The two masterminds at Perlisten, on the other hand, want to avoid pigeonholing and make no fundamental distinction between orchestra and action blockbuster; their loudspeaker models are intended to be equally suitable for all acoustic scenarios. Accordingly, the S4b compact speaker is designed to fit seamlessly into a surround setup or - with the support of a subwoofer if necessary - to serve as a stereo speaker. We have tested in detail how the small monitor performs alone in a classic hi-fi system.
As far as reputation in the discipline of home cinema is concerned, the new speakers come with a weighty seal of approval: Perlisten was the first manufacturer worldwide to achieve certification according to the THX Dominus standard. This recently introduced standard raises the bar even higher in terms of signal integrity and, above all, the maximum level that can be achieved in compliance with defined parameters: THX Dominus ensures that speakers are suitable for cinemas with a size of up to 184 square metres. In view of the experienced newcomer, the THX Dominus certification is like a bang for the buck at the start and should pave the way for the young enterprise beyond the multi-channel segment. The models of the Signature series initially launched in Germany are the S7t floorstanding speaker, the S5m and S4b compact speakers, the S7c centre speaker and the S4s surround speaker - the total of four subwoofer models are grouped in a separate series.

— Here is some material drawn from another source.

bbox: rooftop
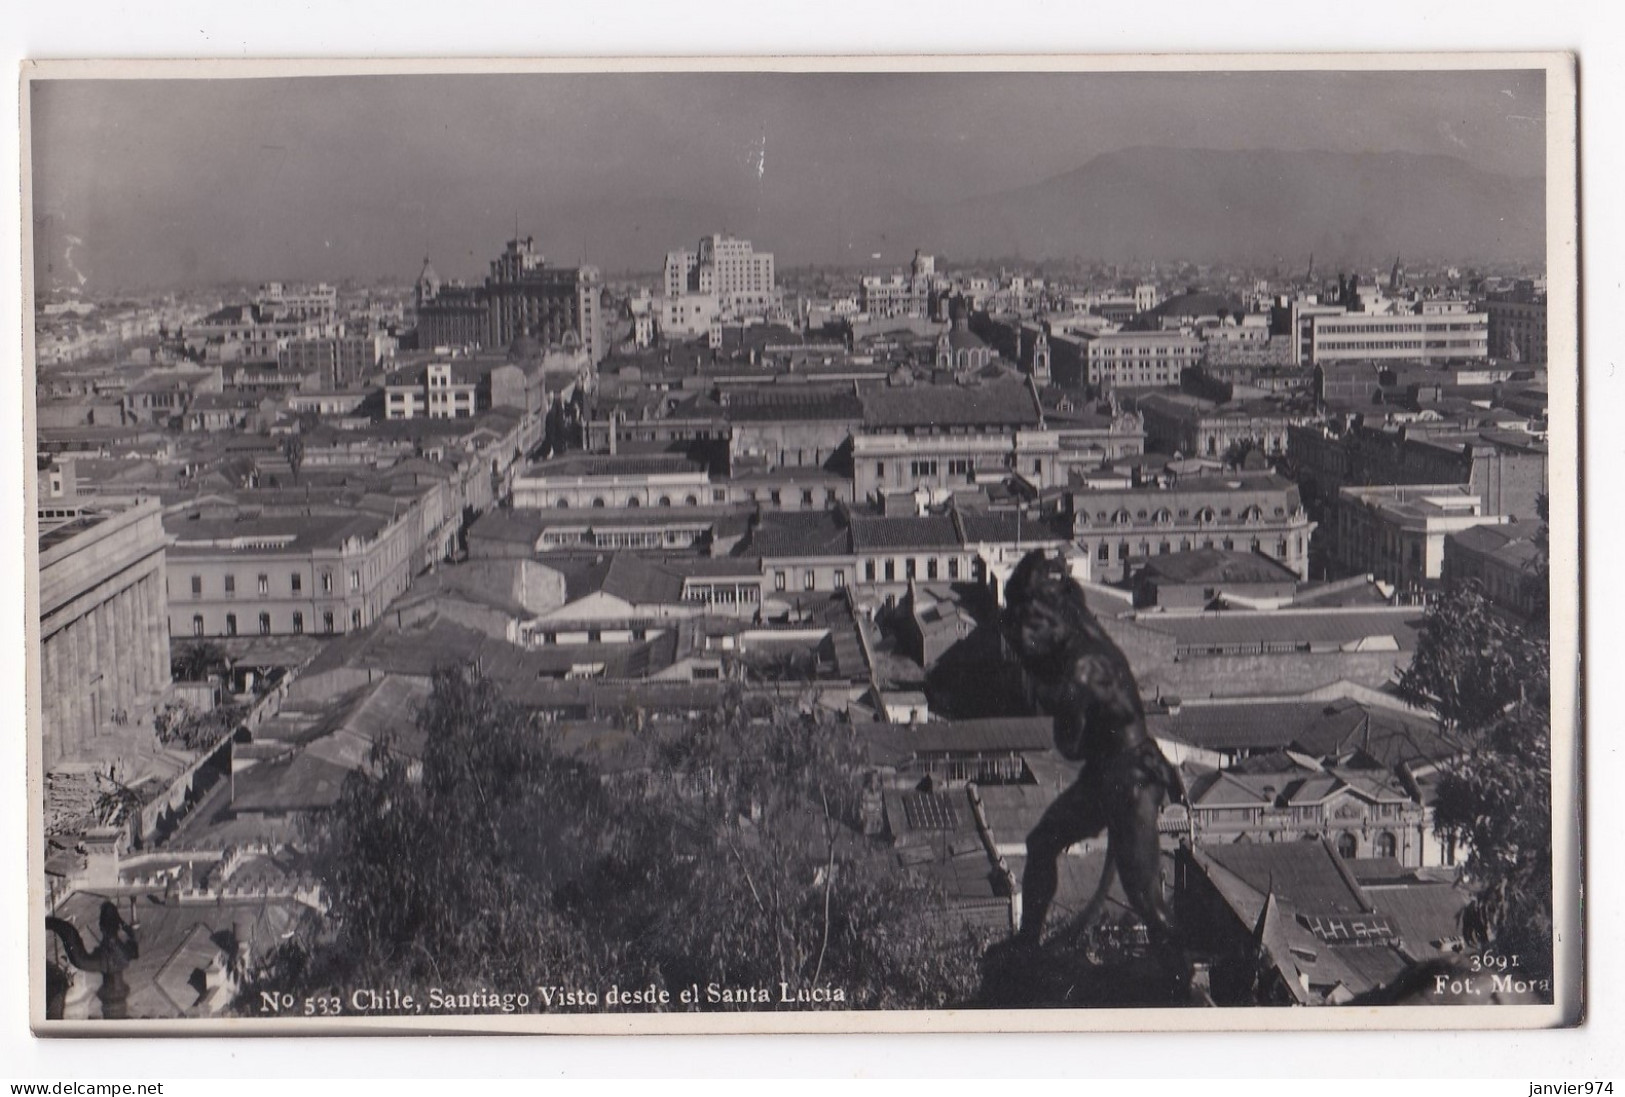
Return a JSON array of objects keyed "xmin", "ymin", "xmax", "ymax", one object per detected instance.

While the S5m with its two cone drivers and its comparatively stately dimensions just about passes for a compact monitor, the small S4b is also suitable as a shelf speaker, especially since it has a closed cabinet. This design promises particularly precise bass reproduction, but it is interesting to see how far this will go because of the small internal volume. For free-standing installation, the optional “SSLR” stands are available at a moderate pair price of 1,500 euros and are optimally matched to the loudspeaker both optically and technically. I‘m usually the first to say that in the case of a high-end compact loudspeaker, positioning on stands is obligatory, and indeed they do allow the S4b‘s imaging capabilities to be exploited to the full. However, when placed on a sideboard or a piece of hi-fi furniture comparable in terms of form factor, such as our Amitara by Roterring, the S4b comes as a surprise: its spatial imaging is hardly affected. In this set-up, which is typical for modern furnishing styles, the S4b couples to the furniture with felt feet and, in case of doubt, benefits from the proximity to the rear wall in terms of bass reproduction.
The cabinet and the thick-walled baffle are made of HDF, which is extremely torsion-resistant due to its particularly high density and has a favourable resonance behaviour. The chassis mounts are made of wood and protrude into the sides of the baffle, which are generously rounded to minimise early reflections. The tweeter unit is surrounded by a horn-like oval waveguide lens, which in turn also serves to avoid early reflections. But first and foremost, this waveguide provides a special directional characteristic: the radiation field of the central dome is wide-angled and at the same time deliberately limited vertically in order to reduce reflections from the floor and ceiling. As a result, a higher proportion of direct sound reaches the listening position - in other words, the acoustic properties of the room have less effect on the sound image. This wide, flat dispersion pattern is also mainly responsible for the fact that the S4b can be placed on furniture without hesitation.
Behind the keyword “central dome” lies a very special technical refinement of the S4b - to be precise, of all Perlisten loudspeakers. In cooperation with specialists from the USA and Sweden, the engineers spent one and a half years developing a new type of tweeter unit with the help of elaborate simulations and numerous listening tests. Part of this patent-pending technology, called “Directivity Pattern Control” (DPC for short), is the waveguide described above. At the centre of the DPC unit is a 28 mm tweeter whose dome is made of beryllium. By using this expensive material, Perlisten joins a handful of manufacturers worldwide that use this rare alkali metal. While the manufacturing process of a beryllium dome is very complex and requires specialised technical equipment, the advantages of the material lie above all in its extraordinary rigidity and low weight.
The trick: similar to a D‘Appolito arrangement, there are two further 28 mm domes above and below the beryllium tweeter, positioned further forward at the transition between the waveguide and the baffle to ensure a time-coherent reproduction. These domes are made of a special, particularly thin carbon fibre braid and allow to define the crossover point quite low: The two carbon fibre domes run down to about 1.2 kHz, so the DPC ensemble is basically a high-midrange unit. The beryllium dome plays alone above 4 kilohertz, within this frequency range the three domes run in parallel. With this dome combination a very high level can be achieved, this reserve should guarantee a distortion-free reproduction of the high frequency and the upper midrange. The level stability and dispersion characteristics of the DPC unit also allow for a greater listening distance, making the S4b fully suitable for large rooms.